Los hermanos Alon, Tal y Oren Alexander, cuyas edades oscilan entre los 38 y 39 años, se enfrentan a un panorama legal sombrío que podría derivar en una pena de entre 15 años y cadena perpetua. Estas severas sanciones responden a delitos tipificados como conspiración, tráfico sexual y abuso bajo la influencia de sustancias narcóticas, los cuales conllevan castigos mínimos rigurosos según la normativa penal vigente en el estado de Nueva York.
Durante las cinco semanas que duró el juicio, el tribunal analizó el testimonio de 11 víctimas y la declaración de más de 30 personas. La evidencia presentada incluyó registros de blogs, mensajes privados y material audiovisual donde los propios implicados se jactaban de sus acciones y coordinaban el uso de drogas para anular la voluntad de las mujeres involucradas.

El jurado, integrado de forma equitativa por seis hombres y seis mujeres, determinó la culpabilidad basándose en relatos detallados sobre cómo las víctimas eran seducidas por el estilo de vida opulento de los Alexander. Posteriormente, eran trasladadas a diversos puntos geográficos como los Hamptons, lujosas propiedades en Nueva York, embarcaciones en el Caribe y residencias en Colorado, donde eran sometidas mediante el uso de estupefacientes.

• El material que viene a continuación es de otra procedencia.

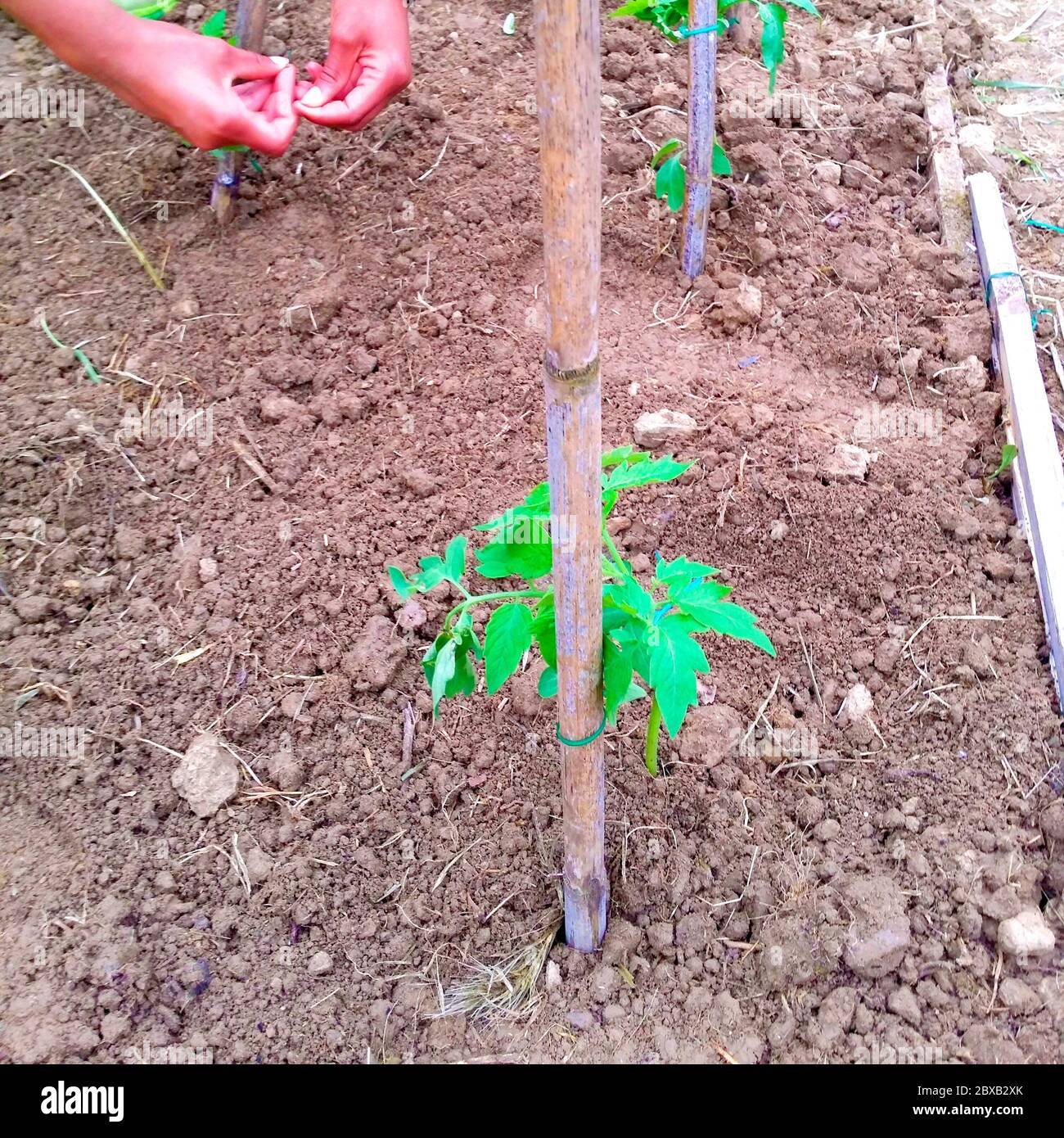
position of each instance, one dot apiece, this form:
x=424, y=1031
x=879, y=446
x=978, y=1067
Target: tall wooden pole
x=250, y=29
x=569, y=97
x=701, y=114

Reacciones familiares y reclusión preventiva
En el momento de la lectura del fallo, la tensión fue evidente en la sala. Shani Zigron, esposa de Alon, no pudo contener el llanto ante la decisión judicial. Por el contrario, los progenitores de los sentenciados, Shlomo y Orly Alexander, mantuvieron una postura impasible. Actualmente, los tres hermanos permanecen bajo custodia en el Centro de Detención Metropolitano de Brooklyn, a la espera de que se concrete su destino final en agosto.
A pesar de su situación actual, el círculo íntimo de los empresarios asegura que estos no se dan por vencidos. Según testimonios recopilados, existe una estrategia activa para negociar alternativas, fundamentada en la creencia de que una figura de poder podría intervenir en su favor.

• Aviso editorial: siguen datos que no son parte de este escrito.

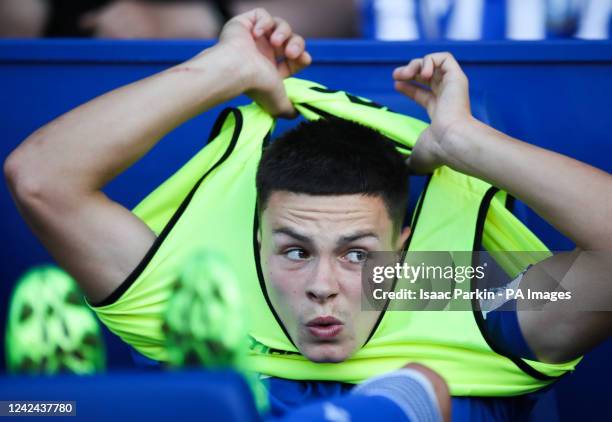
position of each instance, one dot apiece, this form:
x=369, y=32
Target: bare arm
x=56, y=175
x=572, y=196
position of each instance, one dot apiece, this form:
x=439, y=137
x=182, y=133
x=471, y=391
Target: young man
x=313, y=237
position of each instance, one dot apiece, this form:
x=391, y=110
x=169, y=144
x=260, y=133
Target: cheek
x=282, y=282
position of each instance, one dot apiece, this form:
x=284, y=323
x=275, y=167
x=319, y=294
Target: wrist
x=455, y=143
x=225, y=58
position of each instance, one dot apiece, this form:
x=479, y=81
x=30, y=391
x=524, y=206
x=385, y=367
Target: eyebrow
x=342, y=241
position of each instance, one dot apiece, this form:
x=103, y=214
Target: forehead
x=335, y=214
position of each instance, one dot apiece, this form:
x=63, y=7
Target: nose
x=324, y=283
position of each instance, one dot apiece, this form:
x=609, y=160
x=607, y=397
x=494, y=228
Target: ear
x=403, y=237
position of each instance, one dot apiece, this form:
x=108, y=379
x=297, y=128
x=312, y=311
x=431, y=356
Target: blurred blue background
x=555, y=94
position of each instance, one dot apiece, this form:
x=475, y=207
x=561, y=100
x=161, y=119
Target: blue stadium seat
x=553, y=94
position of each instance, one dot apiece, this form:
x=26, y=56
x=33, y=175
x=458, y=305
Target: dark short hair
x=335, y=157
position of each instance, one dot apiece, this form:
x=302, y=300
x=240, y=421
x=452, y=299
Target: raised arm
x=574, y=197
x=57, y=173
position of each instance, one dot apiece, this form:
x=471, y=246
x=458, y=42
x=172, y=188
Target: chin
x=326, y=353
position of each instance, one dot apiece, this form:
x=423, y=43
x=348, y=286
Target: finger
x=88, y=21
x=446, y=62
x=422, y=96
x=295, y=47
x=262, y=22
x=291, y=67
x=282, y=32
x=409, y=71
x=427, y=70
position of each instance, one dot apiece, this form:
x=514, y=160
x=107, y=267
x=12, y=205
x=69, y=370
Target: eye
x=297, y=254
x=356, y=256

“Han pasado años cultivando relaciones con figuras de importante peso político y económico”
Dentro de los debates estratégicos que surgieron inmediatamente después del veredicto, se ha mencionado con insistencia la posibilidad de recurrir a contactos clave en los sectores financiero e inmobiliario. Los aliados de los Alexander confían en que su historial como donantes y participantes de la élite social rinda frutos.

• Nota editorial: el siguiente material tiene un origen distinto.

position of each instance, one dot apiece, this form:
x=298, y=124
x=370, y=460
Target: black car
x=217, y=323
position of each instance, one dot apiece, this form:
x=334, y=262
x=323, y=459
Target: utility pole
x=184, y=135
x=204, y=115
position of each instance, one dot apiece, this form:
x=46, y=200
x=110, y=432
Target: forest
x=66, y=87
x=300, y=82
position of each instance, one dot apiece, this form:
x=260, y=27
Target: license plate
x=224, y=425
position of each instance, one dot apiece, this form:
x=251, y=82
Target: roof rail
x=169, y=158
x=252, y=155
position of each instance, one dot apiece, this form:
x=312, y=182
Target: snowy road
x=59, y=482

La sombra del perdón presidencial y el espectro de Epstein
Se ha revelado que existe una expectativa específica sobre la mediación de Donald Trump. Los hermanos Alexander frecuentaron círculos exclusivos como Mar-a-Lago, donde coincidieron con el exmandatario en diversos eventos de negocios. Para el entorno de los acusados,
“el acceso al poder es moneda de cambio”
y confían en que estos lazos del pasado faciliten un posible perdón presidencial.
No obstante, el caso está rodeado de advertencias debido al riesgo reputacional que implica para cualquier figura pública intervenir. El recuerdo del escándalo de Jeffrey Epstein permanece fresco, afectando la imagen de personalidades como Steve Bannon, el príncipe Andrew, Jes Staley, Noam Chomsky, Steve Tisch y Thomas Pritzker. Este historial de descrédito funciona como una barrera para quienes pudieran sentirse tentados a auxiliar a los Alexander.
Actualmente, este proceso penal se mantiene como uno de los de mayor impacto en la alta sociedad neoyorquina. Mientras permanecen en prisión preventiva, la comunidad internacional y sus propios allegados observan con atención el desenlace de un caso que ha expuesto las facetas más oscuras del poder y el privilegio.